History matters
The historiographical genre labelled as historical reconstructions, which was also previously classified in this entry as externalist or relativist, is characterised by the great care and precision taken in contextualising the process of conceptual elaboration, through the subordination of the scientific postulates to a network of conditioning factors that are seemingly external to it.
What exactly are these conditioning factors?First, the economic context: the factors related to the nature of the material and economic life of the period under research. How do economists respond to the changing material reality? How do they respond to the pressing economic problems? This means that, in the process of theoretical production, it is the very reality that is observed that influences the scope and limits for the formation of abstract conceptual categories. Thus, for example, it may be argued with some consistency that the Ricardian theory of diminishing returns derived directly from the negative consequences of the Napoleonic wars on English agriculture, or that the Keynesian general theory could only be developed because of the Great Depression that generally affected the western economies in the first half of the 1930s. The acceptance that these or other examples have merited should not, however, delude us about the validity of their generalisation.
The fact that, as a heuristic principle, we accept the existence of a relationship between the economic theory of an author, school or period and the accompanying set of contemporary problems, situations or economic and institutional conjunctures cannot be allowed to result in the adoption of single and immutable principles of causality. Relativising the theoretical and analytical procedures does not, therefore, signify their mere subordination to a deterministic dynamic of a material or economic nature.
Other factors must necessarily also be taken into account.The theorisation of economic life is riddled with elements that we might describe, in an abbreviated form, as doctrinal. The work of theoretical production maintains close ties with the institutional and intellectual frameworks within which the scientist operates, so that the authors who pioneered the emergence and development of economics as a science were inevitably influenced by the general conception of the world and the society that they lived in, by the spirit of their time, that Zeitgeist that made them the transmitters of norms and values that prevailed at a given moment.

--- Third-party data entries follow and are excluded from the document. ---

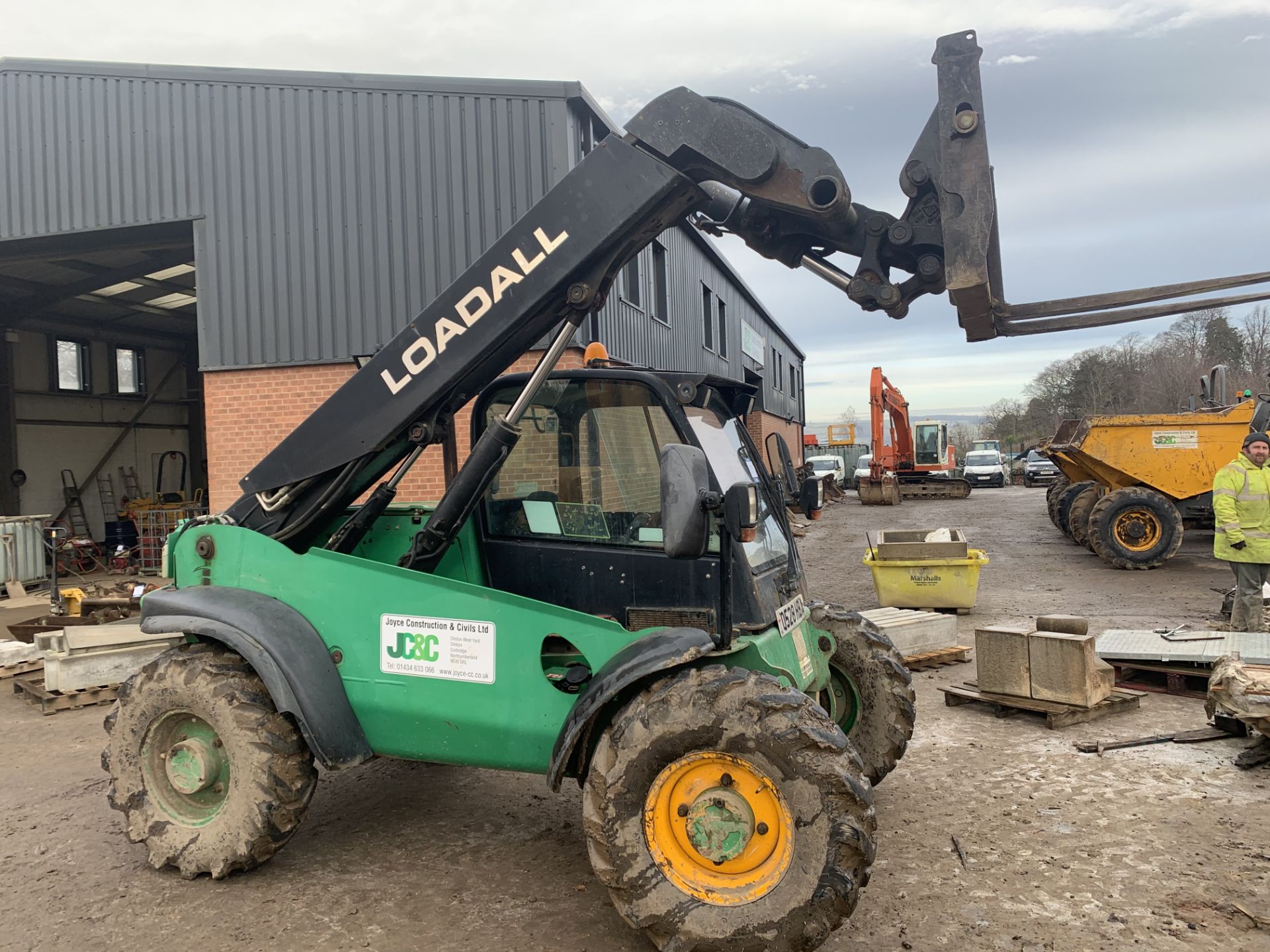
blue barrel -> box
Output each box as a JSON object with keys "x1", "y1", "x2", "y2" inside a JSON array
[{"x1": 105, "y1": 519, "x2": 137, "y2": 556}]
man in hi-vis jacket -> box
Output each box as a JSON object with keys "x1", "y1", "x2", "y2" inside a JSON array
[{"x1": 1213, "y1": 433, "x2": 1270, "y2": 631}]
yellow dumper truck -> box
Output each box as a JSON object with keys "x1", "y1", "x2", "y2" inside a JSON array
[{"x1": 1040, "y1": 399, "x2": 1270, "y2": 569}]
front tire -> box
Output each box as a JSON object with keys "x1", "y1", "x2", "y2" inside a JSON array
[
  {"x1": 812, "y1": 602, "x2": 917, "y2": 787},
  {"x1": 583, "y1": 665, "x2": 875, "y2": 952},
  {"x1": 102, "y1": 643, "x2": 318, "y2": 880}
]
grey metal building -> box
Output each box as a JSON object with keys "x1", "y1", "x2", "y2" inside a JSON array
[{"x1": 0, "y1": 60, "x2": 804, "y2": 525}]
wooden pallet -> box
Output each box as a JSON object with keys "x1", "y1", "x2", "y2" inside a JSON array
[
  {"x1": 13, "y1": 676, "x2": 119, "y2": 717},
  {"x1": 940, "y1": 680, "x2": 1144, "y2": 730},
  {"x1": 0, "y1": 658, "x2": 44, "y2": 680},
  {"x1": 904, "y1": 645, "x2": 970, "y2": 672}
]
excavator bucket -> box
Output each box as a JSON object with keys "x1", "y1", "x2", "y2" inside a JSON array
[{"x1": 857, "y1": 473, "x2": 900, "y2": 505}]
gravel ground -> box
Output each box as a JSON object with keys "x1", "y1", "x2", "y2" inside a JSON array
[{"x1": 0, "y1": 487, "x2": 1270, "y2": 952}]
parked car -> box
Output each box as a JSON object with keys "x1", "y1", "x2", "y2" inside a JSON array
[
  {"x1": 961, "y1": 450, "x2": 1009, "y2": 486},
  {"x1": 806, "y1": 456, "x2": 847, "y2": 486},
  {"x1": 1024, "y1": 450, "x2": 1059, "y2": 486}
]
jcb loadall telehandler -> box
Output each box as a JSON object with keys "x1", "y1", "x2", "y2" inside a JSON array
[{"x1": 103, "y1": 33, "x2": 1270, "y2": 952}]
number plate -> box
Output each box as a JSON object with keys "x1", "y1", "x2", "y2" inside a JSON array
[{"x1": 776, "y1": 595, "x2": 806, "y2": 636}]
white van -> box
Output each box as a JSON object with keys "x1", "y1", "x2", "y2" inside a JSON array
[
  {"x1": 961, "y1": 450, "x2": 1009, "y2": 486},
  {"x1": 806, "y1": 456, "x2": 847, "y2": 486}
]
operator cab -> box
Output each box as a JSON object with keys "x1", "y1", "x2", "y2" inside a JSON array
[{"x1": 472, "y1": 370, "x2": 802, "y2": 631}]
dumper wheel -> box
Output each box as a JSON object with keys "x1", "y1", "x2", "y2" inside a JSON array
[
  {"x1": 812, "y1": 602, "x2": 917, "y2": 787},
  {"x1": 1088, "y1": 486, "x2": 1183, "y2": 569},
  {"x1": 1067, "y1": 483, "x2": 1105, "y2": 552},
  {"x1": 1056, "y1": 480, "x2": 1097, "y2": 541},
  {"x1": 581, "y1": 665, "x2": 875, "y2": 952},
  {"x1": 102, "y1": 643, "x2": 318, "y2": 880},
  {"x1": 1045, "y1": 476, "x2": 1072, "y2": 528}
]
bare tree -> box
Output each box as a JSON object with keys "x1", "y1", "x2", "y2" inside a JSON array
[{"x1": 1241, "y1": 305, "x2": 1270, "y2": 389}]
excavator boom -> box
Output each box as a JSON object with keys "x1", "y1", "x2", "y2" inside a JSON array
[{"x1": 859, "y1": 367, "x2": 970, "y2": 505}]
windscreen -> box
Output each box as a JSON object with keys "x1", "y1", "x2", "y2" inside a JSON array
[{"x1": 683, "y1": 406, "x2": 790, "y2": 571}]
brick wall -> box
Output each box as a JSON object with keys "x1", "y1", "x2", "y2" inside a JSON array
[
  {"x1": 203, "y1": 348, "x2": 581, "y2": 513},
  {"x1": 745, "y1": 410, "x2": 802, "y2": 466}
]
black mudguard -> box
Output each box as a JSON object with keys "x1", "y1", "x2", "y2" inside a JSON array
[
  {"x1": 548, "y1": 628, "x2": 715, "y2": 791},
  {"x1": 141, "y1": 585, "x2": 374, "y2": 770}
]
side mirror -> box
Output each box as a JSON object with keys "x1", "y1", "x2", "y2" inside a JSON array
[
  {"x1": 661, "y1": 443, "x2": 710, "y2": 559},
  {"x1": 765, "y1": 433, "x2": 798, "y2": 496},
  {"x1": 798, "y1": 476, "x2": 824, "y2": 519},
  {"x1": 722, "y1": 483, "x2": 758, "y2": 542}
]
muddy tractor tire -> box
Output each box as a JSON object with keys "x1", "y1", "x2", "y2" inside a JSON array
[
  {"x1": 1088, "y1": 486, "x2": 1183, "y2": 569},
  {"x1": 1054, "y1": 480, "x2": 1097, "y2": 542},
  {"x1": 1045, "y1": 476, "x2": 1072, "y2": 530},
  {"x1": 102, "y1": 643, "x2": 318, "y2": 880},
  {"x1": 581, "y1": 665, "x2": 875, "y2": 952},
  {"x1": 812, "y1": 602, "x2": 917, "y2": 787},
  {"x1": 1067, "y1": 483, "x2": 1106, "y2": 552}
]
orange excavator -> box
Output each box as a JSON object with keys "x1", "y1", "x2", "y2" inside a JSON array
[{"x1": 860, "y1": 367, "x2": 970, "y2": 505}]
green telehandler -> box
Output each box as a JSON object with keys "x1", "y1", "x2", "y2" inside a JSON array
[{"x1": 102, "y1": 32, "x2": 1270, "y2": 952}]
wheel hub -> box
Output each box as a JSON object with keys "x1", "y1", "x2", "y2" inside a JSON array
[
  {"x1": 1115, "y1": 509, "x2": 1162, "y2": 552},
  {"x1": 164, "y1": 738, "x2": 225, "y2": 796},
  {"x1": 141, "y1": 709, "x2": 230, "y2": 826},
  {"x1": 644, "y1": 752, "x2": 794, "y2": 906}
]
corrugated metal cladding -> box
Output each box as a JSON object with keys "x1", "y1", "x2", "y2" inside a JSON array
[
  {"x1": 599, "y1": 225, "x2": 804, "y2": 421},
  {"x1": 0, "y1": 60, "x2": 802, "y2": 420},
  {"x1": 0, "y1": 60, "x2": 587, "y2": 368}
]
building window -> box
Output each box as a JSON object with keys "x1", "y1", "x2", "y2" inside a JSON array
[
  {"x1": 114, "y1": 346, "x2": 146, "y2": 393},
  {"x1": 653, "y1": 241, "x2": 671, "y2": 325},
  {"x1": 719, "y1": 298, "x2": 728, "y2": 358},
  {"x1": 622, "y1": 255, "x2": 644, "y2": 307},
  {"x1": 52, "y1": 338, "x2": 91, "y2": 393},
  {"x1": 701, "y1": 284, "x2": 714, "y2": 350}
]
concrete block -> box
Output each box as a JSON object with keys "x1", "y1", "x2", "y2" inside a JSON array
[
  {"x1": 1031, "y1": 631, "x2": 1115, "y2": 707},
  {"x1": 974, "y1": 626, "x2": 1033, "y2": 697},
  {"x1": 860, "y1": 608, "x2": 956, "y2": 655},
  {"x1": 0, "y1": 640, "x2": 44, "y2": 666},
  {"x1": 44, "y1": 636, "x2": 185, "y2": 692},
  {"x1": 1037, "y1": 614, "x2": 1089, "y2": 635}
]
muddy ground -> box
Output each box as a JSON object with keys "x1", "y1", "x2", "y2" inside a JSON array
[{"x1": 0, "y1": 487, "x2": 1270, "y2": 952}]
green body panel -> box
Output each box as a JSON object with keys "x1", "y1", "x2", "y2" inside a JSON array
[{"x1": 169, "y1": 518, "x2": 832, "y2": 773}]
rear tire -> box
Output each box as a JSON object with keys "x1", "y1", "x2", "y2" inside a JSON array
[
  {"x1": 1067, "y1": 484, "x2": 1103, "y2": 552},
  {"x1": 102, "y1": 643, "x2": 318, "y2": 880},
  {"x1": 581, "y1": 665, "x2": 875, "y2": 952},
  {"x1": 1088, "y1": 486, "x2": 1183, "y2": 569},
  {"x1": 812, "y1": 602, "x2": 917, "y2": 787},
  {"x1": 1054, "y1": 480, "x2": 1097, "y2": 542}
]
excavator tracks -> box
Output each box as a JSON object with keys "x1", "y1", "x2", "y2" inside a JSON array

It was not only at the political and legal level, but also at the ethical, philosophical and even religious level, that “the worldly philosophers” (Heilbroner 1953) adopted a series of principles that would shape a doctrine that, in a certain way, came before the process of interpreting the real world. In turn, these same principles were indissociable from their application, which leads us to establish a no less indissociable relationship between economic theory and policy making. In this way, a doctrine is to be considered both as an intellectual scenario of valuation and appraisal and as a practical guide to action.
Seen from this historiographical perspective, the authors and their works are treated as more or less conscious members of a school, or a family, in which invisible but unbreakable bonds of sharing and complicity are forged. Throughout history, there have successively been distinct coherences whose boundaries are defined not by the scientific postulates that they establish (which are sometimes identical), but, above all, by the doctrinal principles that they obey and which they attempt to make real.
Faced with this panorama, there is one question that must inevitably be asked: does this research perspective not lead to an emptying of the analytical content of economics, and to the painting of a picture of theoretical precariousness?
In fact, the risk of such an occurrence is a quite considerable one, in so far as there is a tendency to emphasise the dependence of economic principles on the historicity of the material context and doctrinal motivations that lie at their origin.
This is a bias that results from the perspective that chooses the doctrines, ideas, institutions and economic processes as key study objects on the formation of economic reasoning. It should, however, be noted that the minimising of the conceptual apparatus may create an explanatory gap when an excessive relativism is applied to the study of the periods in which economics has acquired greater credibility as an established academic discipline.The studies grounded on this methodological genre have tended to abandon the great narratives in order to give greater emphasis to particular approaches to specific authors and periods. But the group of essays produced by authors such as Warren Samuels (1992a, 1992b), Donald Winch (1996, 2009), Bob Coats (1992) and Jean-Claude Perrot (1992) have afforded a broad coverage to this historiographical perspective, which, it must be stressed, was the predominant view during the phase of affirmation of the history of economic thought as an acceptable subject of curricular study.
Among the most decisive recent contributions to the revitalisation of this approach based on historical reconstructions, mention should also be made of the works that undertake a comparative analysis of experiences in the history of economic thought, namely, those that have studied the processes for the dissemination and assimilation of ideas in distinct national settings (Colander and Coats 1989; Cardoso 2003), sometimes focusing on major authors (Tribe and Mizuta 2002, Faccarello and Izumo 2014), and those who have studied the processes for the institutionalisation of scientific knowledge that are performed by scientific journals, associations and societies, university and secondary-school textbooks and parliamentary debates (Augello and Guidi 2001, 2005).